Date | May 2015 | Marks available | 2 | Reference code | 15M.3srg.hl.TZ0.3 |
Level | HL only | Paper | Paper 3 Sets, relations and groups | Time zone | TZ0 |
Command term | Show that | Question number | 3 | Adapted from | N/A |
Question
The relation \(R\) is defined on \(\mathbb{Z}\) by \(xRy\) if and only if \({x^2}y \equiv y\bmod 6\).
Show that the product of three consecutive integers is divisible by \(6\).
Hence prove that \(R\) is reflexive.
Find the set of all \(y\) for which \(5Ry\).
Find the set of all \(y\) for which \(3Ry\).

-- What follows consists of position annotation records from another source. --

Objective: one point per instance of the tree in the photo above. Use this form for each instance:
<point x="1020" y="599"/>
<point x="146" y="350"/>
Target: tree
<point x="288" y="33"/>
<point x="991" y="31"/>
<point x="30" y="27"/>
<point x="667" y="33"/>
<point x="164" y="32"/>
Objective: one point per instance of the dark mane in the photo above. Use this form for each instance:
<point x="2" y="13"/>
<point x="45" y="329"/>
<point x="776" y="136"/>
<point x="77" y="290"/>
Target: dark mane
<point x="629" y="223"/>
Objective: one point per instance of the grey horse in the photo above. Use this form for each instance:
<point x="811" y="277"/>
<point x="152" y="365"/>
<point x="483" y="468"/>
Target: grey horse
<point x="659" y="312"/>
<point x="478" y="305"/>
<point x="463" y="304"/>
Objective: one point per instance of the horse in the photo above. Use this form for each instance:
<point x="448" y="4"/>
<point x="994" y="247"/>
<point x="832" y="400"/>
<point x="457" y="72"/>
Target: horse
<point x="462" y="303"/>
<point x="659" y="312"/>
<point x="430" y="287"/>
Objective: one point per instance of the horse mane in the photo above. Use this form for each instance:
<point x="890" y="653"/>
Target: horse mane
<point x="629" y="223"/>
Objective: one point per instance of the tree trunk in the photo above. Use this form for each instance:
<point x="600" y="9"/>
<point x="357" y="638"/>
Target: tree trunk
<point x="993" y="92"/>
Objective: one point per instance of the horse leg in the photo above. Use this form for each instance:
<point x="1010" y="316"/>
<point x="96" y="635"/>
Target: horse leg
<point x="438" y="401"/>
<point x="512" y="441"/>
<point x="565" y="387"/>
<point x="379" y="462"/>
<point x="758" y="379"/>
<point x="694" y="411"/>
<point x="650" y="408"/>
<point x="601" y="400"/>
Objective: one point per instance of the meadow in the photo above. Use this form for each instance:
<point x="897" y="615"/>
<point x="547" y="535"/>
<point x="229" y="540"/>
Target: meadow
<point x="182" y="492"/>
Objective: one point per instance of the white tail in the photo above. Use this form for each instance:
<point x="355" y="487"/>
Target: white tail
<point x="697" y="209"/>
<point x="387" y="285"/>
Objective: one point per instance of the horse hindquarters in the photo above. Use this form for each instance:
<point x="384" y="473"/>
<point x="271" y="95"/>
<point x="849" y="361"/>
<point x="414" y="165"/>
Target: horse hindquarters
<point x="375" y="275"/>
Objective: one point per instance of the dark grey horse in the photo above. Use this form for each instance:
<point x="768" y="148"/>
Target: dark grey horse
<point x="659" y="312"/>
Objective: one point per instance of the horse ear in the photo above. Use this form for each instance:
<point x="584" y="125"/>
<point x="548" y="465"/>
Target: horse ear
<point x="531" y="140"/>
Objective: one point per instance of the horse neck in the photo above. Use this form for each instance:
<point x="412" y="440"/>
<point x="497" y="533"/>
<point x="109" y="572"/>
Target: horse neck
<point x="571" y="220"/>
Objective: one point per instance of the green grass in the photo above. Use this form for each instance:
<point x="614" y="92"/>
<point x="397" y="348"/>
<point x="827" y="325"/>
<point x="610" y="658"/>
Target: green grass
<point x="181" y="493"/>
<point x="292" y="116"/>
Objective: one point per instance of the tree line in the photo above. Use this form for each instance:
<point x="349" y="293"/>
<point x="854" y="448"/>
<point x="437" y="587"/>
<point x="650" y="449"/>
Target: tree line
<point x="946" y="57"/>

Using your answers for (c) and (d) show that \(R\) is not symmetric.
Markscheme
in a product of three consecutive integers either one or two are even R1
and one is a multiple of \(3\) R1
so the product is divisible by \(6\) AG
[2 marks]
to test reflexivity, put \(y = x\) M1
then \({x^2}x - x = (x - 1)x(x + 1) \equiv 0\bmod 6\) M1A1
so \(xRx\) AG
[3 marks]
if \(5Ry\) then \(25y \equiv y\bmod 6\) (M1)
\(24y \equiv 0\bmod 6\) (M1)
the set of solutions is \(\mathbb{Z}\) A1
Note: Only one of the method marks may be implied.
[3 marks]
if \(3Ry\) then \(9y \equiv y\bmod 6\)
\(8y \equiv 0\bmod 6 \Rightarrow 4y \equiv 0\bmod 3\) (M1)
the set of solutions is \(3\mathbb{Z}\) (ie multiples of \(3\)) A1
[2 marks]
from part (c) \(5R3\) A1
from part (d) \(3R5\) is false A1
\(R\) is not symmetric AG
Note: Accept other counterexamples.
[2 marks]
Total [12 marks]
Examiners report
A surprising number of candidates thought that an example was sufficient evidence to answer this part.
Again, a lack of confidence with modular arithmetic undermined many candidates' attempts at this part.
(c) and (d) Most candidates started these parts, but some found solutions as fractions rather than integers or omitted zero and/or negative integers.
(c) and (d) Most candidates started these parts, but some found solutions as fractions rather than integers or omitted zero and/or negative integers.
Some candidates regarded \(R\) as an operation, rather than a relation, so returned answers of the form \(aRb \ne bRa\).